Despite a wonderful campaign in which they have surpassed all expectations by a considerable distance, the odds were not in Harlequins favour heading into Saturday’s Aviva Premiership final against Leicester Tigers. Their opponents were justifiable favourites on the basis of unparalleled Twickenham know-how and a seemingly irresistible momentum that had seen them plunder six bonus-point victories from the final seven regular league fixtures.
More remarkable, then, was the manner in which the league’s table-toppers clinched the trophy with a 30-23 win. In truth, was only that close because of bloody-minded East Midlands grit. Chris Robshaw was effervescent, storming his way around the playing surface like a man possessed – a flawless fit for his summer role as England captain.
Joe Marler keeps getting scarier, Nick Evans was impossibly cool in the scorching heat and, one errant lineout throw aside, Joe Gray was a pest that wouldn’t back down. Behind the scenes, Conor O’Shea’s insistence on a frenetic, all-action strategy was admirably ballsy. However, a more diminutive figure stood taller than everyone. A spell in the wilderness clearly makes you hungry. And Danny Care was starving.
At the end of a very difficult season, the likely lad from Yorkshire found a significant chunk of redemption. He sniped exceptionally, exploiting the space close to the ruck as the game’s pace pulled defenders wide. His service was decisive and accurate as usual.
There were intelligent touches with the boot and evidence of the essential half-back capability to make correct decisions under immense pressure – the dart that incited Manu Tuilagi’s contentious tip-tackle and Quins’ first points set the tone for a sparky afternoon. All of this was very welcome – though Lee Dickson gave a good account of himself in the latter half of the Six Nations after replacing an out-of-sorts Ben Youngs, Stuart Lancaster’s scrum-halves have been more unsteady than spectacular.
Having said that, it was a very encouraging weekend overall for each of England’s number nine shirt candidates. Youngs burst out of hibernation in the last twenty minutes of the final, setting up a try for Anthony Allen to give Leicester a sniff. Dickson directed proceedings against the Barbarians with typical volume and enthusiasm, setting Chris Ashton on the way to his hat-trick with sumptuously-timed inside ball. Even Richard Wigglesworth – he of the post-World Cup knee-wrecking – crossed the whitewash on Sunday to a chorus of HQ cheers. Care was still the best of the lot by a comfortable margin.

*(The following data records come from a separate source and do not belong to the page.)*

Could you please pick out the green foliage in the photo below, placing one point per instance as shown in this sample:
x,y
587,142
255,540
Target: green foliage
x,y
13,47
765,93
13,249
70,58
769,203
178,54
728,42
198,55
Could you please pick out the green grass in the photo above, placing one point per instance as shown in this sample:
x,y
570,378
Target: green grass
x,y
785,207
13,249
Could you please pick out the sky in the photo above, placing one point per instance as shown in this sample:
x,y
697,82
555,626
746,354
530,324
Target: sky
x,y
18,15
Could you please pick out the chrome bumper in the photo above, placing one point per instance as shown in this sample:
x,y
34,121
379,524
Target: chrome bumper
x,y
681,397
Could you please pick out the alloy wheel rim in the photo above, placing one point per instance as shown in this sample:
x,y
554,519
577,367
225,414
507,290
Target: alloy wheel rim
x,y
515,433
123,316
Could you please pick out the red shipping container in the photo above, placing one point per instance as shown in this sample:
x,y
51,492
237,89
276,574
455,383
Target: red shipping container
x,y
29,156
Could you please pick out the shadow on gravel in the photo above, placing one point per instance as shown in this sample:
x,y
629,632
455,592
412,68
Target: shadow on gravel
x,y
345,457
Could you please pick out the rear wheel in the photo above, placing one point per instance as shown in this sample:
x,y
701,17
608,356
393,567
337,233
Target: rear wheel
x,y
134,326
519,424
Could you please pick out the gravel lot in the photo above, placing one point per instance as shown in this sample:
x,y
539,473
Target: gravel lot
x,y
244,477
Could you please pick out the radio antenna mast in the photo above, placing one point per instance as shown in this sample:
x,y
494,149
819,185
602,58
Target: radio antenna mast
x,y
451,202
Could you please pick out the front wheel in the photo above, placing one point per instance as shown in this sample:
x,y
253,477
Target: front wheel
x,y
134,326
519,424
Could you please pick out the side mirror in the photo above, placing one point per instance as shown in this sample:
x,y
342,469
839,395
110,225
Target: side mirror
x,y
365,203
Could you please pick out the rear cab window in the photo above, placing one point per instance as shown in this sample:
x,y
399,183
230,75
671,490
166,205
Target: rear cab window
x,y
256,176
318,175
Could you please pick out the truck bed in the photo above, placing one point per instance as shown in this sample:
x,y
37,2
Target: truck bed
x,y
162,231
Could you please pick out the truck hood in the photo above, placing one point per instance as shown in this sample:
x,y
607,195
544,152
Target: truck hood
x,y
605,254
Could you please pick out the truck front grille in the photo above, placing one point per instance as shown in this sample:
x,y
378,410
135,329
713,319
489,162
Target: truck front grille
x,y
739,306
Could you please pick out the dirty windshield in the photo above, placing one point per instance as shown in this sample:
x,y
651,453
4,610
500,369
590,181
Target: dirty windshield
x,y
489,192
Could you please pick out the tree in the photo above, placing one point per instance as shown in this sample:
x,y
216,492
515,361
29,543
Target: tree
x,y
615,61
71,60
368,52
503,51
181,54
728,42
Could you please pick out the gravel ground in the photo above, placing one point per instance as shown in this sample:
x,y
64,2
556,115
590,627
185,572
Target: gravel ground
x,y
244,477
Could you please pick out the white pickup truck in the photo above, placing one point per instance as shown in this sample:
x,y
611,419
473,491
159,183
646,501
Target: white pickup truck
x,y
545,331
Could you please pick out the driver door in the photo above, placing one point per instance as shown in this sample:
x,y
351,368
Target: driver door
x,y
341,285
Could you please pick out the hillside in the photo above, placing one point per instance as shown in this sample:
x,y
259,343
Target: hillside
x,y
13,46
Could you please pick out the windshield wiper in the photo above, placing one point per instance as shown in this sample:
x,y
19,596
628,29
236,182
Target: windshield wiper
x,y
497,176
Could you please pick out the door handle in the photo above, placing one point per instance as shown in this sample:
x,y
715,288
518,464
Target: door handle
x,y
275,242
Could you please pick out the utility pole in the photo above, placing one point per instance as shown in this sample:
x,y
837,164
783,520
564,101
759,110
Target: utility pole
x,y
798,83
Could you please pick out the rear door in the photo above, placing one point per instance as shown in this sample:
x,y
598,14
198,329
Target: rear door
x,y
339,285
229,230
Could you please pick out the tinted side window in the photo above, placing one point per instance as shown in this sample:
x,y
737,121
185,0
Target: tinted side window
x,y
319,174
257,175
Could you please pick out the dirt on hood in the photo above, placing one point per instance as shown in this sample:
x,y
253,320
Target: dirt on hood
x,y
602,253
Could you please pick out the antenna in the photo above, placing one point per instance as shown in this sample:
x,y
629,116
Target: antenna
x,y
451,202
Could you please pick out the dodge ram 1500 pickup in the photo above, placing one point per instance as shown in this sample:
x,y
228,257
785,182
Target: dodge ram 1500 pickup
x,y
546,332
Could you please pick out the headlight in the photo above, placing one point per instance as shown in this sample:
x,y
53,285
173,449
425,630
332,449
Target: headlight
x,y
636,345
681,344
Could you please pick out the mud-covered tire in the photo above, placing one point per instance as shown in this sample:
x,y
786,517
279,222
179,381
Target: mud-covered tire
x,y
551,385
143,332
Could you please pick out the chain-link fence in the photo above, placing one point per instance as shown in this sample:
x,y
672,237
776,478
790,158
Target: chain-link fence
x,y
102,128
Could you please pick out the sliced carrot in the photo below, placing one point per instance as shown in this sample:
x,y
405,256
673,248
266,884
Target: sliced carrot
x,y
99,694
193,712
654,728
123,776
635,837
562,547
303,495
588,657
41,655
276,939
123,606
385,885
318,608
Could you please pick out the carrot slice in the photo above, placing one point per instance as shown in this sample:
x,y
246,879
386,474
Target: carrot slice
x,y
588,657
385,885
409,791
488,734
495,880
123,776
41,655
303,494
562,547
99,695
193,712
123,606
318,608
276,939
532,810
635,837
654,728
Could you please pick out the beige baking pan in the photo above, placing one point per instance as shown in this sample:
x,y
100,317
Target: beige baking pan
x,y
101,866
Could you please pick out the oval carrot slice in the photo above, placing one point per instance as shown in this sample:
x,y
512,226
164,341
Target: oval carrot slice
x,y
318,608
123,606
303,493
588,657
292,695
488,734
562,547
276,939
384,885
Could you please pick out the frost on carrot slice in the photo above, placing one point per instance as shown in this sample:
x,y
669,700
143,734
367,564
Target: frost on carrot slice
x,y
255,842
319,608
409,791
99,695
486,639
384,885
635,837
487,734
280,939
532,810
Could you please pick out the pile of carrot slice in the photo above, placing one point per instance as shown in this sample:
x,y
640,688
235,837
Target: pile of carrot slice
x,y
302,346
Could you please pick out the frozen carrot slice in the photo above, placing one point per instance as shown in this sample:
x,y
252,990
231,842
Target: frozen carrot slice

In the last few weeks, Lancaster’s prodigal pupil has made some promises. There will, apparently, be no more alcohol and a renewed sense of responsibility. Just as well really, because over a winter of discontent Care seemed intent on sloshing his skills down the drain.
Four months saw four arrests for various misdemeanours and – bearing the brunt of a shambolic World Cup that he painfully missed through injury – the 25 year-old was thrust out into the cold. Of course it is academic to speculate how England would have fared in New Zealand with Care, but it is doubtful that the former Leeds Tyke would have floundered in the same manner that Youngs did.
A key factor of Martin Johnson’s success in the 2011 Six Nations was how Care and his Leicester (then) superior combined within the match-day 22, the former complementing the latter from the bench to great effect. Such a blend has been palpably absent in the past twelve months, during which time – fitness and discipline permitting – Harlequins’ cheekiest chappy has oozed class.
A sliding, left-footed grubber into the path of Gonzalo Camacho for the last-gasp try that won the Amlin Challenge Cup against Stade Francais a year ago was a microcosmic parcel of all his skills – sparky running, vision, a delicate touch and, most importantly, the audacious confidence to put all three into practice.
After sending this loud message to the man at the helm, who knows his qualities better than most, Care should add three more caps to his current collection of 32 on the hard tracks of South Africa. There, his pacey feet and quicker mind should prove extremely valuable.
The superb David Walsh wrote on Sunday that “most people deserve a second chance, especially if they seize it.” Care may not quite have seized his yet, but on a sublime Saturday in the sun, he certainly did enough to warrant one.